Yeah. Detrivores.
Carnivores eat other animals.
Herbivores eat plants.
Omnivores eat plants and animals.
Detrivores eat organic detritus, the remains and leavings of living things.
Modern human civilization is akin to being a detrivore (if you think of civilization as being a system organism), because it exists off the energy of fossil fuels, a finite, one time inheritance of concentrated detritus of living things pressure cooked inside the earth for millions of years.
As far as the civilization organism goes, it has one food source. One. Without that food source, the organism dies, even if it is a system organism rather than a biological organism.
All living things must eat or perish. A system organism is no different.
You may bring up solar or nuclear power. They will always depend upon fossil fuels to create. They could slow down the consumption of fossil fuels, but eventually fossil fuels will run out. When they do, the civilization organism will either adapt to a new energy source or starve. Simple physics. Simple biology.
The Egyptians and the Papuans were not part of a world economy supported by fossil fuels. Fossil fuels hadn't even been discovered yet with the Egyptians. The Papuans are still around but fossil fuels were not in such widespread use during the time period I believe you were referencing.
Collapse aware, or as you call them, catastrophic thinkers, have reckoned with the fact that we humans now exist as individuals but that we also exist as symbiots to another organism. A system organism that not many of us can survive without anymore.
What happens to your gut microflora when you die?
They die too, right? A few may escape, but the majority of anything living within you dies when you die.

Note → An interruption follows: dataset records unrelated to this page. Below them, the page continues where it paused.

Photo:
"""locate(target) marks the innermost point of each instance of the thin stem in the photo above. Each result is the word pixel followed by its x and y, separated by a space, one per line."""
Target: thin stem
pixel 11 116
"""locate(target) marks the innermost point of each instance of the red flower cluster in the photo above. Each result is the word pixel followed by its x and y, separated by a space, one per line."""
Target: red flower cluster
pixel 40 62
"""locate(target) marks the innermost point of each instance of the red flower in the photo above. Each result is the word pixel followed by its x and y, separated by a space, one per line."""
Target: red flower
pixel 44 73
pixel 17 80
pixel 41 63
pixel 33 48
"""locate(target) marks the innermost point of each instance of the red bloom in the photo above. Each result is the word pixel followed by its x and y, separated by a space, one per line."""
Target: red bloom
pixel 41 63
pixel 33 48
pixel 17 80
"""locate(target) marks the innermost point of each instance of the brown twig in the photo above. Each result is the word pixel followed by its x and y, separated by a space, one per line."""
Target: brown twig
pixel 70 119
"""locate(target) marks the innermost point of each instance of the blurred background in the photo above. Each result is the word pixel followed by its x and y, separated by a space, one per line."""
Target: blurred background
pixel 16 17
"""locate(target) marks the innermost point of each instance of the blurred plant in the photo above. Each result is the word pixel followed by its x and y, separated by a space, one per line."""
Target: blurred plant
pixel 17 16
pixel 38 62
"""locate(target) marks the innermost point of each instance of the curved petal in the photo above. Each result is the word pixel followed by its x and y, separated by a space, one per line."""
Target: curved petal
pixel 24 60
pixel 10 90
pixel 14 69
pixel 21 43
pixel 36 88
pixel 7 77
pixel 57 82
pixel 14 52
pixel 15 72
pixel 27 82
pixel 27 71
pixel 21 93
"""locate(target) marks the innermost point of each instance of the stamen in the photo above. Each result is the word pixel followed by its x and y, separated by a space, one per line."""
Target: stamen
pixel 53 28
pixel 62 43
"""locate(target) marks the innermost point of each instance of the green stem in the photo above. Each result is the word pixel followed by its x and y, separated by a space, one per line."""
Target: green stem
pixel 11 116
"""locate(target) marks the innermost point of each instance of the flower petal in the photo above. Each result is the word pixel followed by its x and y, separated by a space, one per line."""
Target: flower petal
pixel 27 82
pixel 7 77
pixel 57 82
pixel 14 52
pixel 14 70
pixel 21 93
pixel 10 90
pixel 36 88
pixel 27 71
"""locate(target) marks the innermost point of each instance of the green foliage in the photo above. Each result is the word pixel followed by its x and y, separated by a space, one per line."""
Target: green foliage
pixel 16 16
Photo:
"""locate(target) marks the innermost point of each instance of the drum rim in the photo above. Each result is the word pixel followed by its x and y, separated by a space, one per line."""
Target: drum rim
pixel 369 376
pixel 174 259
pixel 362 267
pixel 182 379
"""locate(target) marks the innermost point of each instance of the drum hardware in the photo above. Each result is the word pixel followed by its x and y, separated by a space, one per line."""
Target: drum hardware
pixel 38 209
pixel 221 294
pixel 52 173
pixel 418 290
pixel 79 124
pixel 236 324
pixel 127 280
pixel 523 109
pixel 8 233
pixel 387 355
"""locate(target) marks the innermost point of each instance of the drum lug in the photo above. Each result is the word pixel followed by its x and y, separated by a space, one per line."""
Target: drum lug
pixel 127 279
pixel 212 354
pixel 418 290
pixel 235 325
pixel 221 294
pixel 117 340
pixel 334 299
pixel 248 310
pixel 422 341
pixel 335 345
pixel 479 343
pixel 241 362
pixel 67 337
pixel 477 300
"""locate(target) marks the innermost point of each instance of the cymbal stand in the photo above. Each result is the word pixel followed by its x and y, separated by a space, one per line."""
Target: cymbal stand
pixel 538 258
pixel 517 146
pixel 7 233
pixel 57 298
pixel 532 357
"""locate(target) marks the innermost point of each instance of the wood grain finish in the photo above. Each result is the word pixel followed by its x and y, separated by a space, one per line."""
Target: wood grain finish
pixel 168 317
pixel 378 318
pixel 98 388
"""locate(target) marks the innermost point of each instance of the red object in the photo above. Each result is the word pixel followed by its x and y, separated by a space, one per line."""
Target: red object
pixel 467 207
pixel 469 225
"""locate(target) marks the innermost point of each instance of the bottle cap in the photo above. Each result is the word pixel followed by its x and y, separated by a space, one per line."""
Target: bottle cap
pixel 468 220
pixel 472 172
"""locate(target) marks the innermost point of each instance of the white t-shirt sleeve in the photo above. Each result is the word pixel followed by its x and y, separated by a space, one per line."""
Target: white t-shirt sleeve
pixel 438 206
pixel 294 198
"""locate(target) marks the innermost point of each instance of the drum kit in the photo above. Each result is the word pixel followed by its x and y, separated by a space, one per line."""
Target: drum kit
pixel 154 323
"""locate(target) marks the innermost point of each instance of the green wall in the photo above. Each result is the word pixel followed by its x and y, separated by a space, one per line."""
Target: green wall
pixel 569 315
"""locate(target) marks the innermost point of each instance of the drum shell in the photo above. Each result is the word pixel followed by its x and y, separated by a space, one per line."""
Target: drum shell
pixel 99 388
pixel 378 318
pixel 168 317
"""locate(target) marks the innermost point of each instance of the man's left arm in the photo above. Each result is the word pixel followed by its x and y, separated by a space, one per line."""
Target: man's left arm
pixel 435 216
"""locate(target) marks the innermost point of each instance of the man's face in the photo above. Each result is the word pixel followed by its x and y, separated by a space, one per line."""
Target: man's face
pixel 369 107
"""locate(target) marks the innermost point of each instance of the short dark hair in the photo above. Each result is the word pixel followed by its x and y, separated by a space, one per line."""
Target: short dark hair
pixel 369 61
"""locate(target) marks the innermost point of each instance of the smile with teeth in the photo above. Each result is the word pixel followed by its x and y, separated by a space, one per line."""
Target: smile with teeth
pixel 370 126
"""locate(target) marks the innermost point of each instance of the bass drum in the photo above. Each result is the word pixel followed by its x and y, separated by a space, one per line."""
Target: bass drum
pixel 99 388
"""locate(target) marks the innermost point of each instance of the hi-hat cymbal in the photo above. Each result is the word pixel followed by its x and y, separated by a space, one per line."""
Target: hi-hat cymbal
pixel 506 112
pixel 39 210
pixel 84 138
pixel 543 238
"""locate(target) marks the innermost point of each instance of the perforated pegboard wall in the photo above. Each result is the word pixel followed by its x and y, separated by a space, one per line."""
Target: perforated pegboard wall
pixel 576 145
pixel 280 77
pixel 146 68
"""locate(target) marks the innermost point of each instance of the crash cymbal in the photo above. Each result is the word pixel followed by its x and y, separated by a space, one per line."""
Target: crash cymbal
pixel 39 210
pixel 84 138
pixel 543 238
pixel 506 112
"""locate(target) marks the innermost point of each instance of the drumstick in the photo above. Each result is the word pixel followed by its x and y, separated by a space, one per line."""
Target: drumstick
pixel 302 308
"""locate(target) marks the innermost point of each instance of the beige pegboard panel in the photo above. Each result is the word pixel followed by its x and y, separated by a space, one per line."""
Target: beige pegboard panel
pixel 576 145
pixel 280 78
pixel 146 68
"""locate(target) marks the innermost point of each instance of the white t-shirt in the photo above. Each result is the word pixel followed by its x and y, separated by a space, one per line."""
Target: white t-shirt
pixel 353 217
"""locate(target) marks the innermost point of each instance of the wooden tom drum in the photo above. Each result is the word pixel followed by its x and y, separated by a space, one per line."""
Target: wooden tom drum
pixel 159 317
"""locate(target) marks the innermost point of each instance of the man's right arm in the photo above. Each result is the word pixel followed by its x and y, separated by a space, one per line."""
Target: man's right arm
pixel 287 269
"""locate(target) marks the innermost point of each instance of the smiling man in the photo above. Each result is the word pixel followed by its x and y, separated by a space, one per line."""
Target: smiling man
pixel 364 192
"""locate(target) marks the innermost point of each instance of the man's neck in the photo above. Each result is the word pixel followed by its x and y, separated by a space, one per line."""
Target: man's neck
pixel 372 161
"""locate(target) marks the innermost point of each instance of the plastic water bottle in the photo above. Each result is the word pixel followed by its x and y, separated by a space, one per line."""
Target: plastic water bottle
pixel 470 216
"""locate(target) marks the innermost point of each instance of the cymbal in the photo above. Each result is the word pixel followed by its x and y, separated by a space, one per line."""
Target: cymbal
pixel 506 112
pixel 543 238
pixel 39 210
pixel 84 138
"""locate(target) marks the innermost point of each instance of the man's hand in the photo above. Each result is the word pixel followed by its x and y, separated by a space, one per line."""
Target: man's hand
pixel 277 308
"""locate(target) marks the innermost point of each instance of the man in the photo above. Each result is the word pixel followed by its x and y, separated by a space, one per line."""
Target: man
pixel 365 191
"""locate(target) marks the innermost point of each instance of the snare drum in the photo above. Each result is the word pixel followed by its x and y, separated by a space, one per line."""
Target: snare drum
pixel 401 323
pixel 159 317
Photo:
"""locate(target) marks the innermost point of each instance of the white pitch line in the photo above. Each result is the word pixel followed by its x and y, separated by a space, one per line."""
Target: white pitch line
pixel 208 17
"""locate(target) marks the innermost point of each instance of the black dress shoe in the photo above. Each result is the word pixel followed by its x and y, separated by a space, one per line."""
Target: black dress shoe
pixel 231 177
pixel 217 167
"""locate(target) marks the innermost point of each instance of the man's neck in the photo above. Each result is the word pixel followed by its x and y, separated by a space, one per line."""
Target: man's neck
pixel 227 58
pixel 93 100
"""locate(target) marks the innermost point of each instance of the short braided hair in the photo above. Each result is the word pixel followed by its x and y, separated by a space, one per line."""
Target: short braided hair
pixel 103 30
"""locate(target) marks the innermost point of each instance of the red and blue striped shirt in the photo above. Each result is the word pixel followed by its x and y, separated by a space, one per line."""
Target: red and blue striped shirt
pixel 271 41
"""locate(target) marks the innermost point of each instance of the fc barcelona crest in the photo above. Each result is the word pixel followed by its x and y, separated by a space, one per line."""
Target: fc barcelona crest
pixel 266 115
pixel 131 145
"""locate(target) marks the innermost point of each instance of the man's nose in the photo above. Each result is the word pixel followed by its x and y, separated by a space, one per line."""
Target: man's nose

That wasn't true of the Egyptian civilization, or even other collapsed civilizations. For one, they had somewhere else to go, where we humans have already populated the entire planet. Meaningful space travel is a fantasy at this point, regardless of what Elon Musk has been smoking. That's not going to change anytime soon. Certainly not before we hit climate tipping points. Secondly, their civilizations weren't detrivores.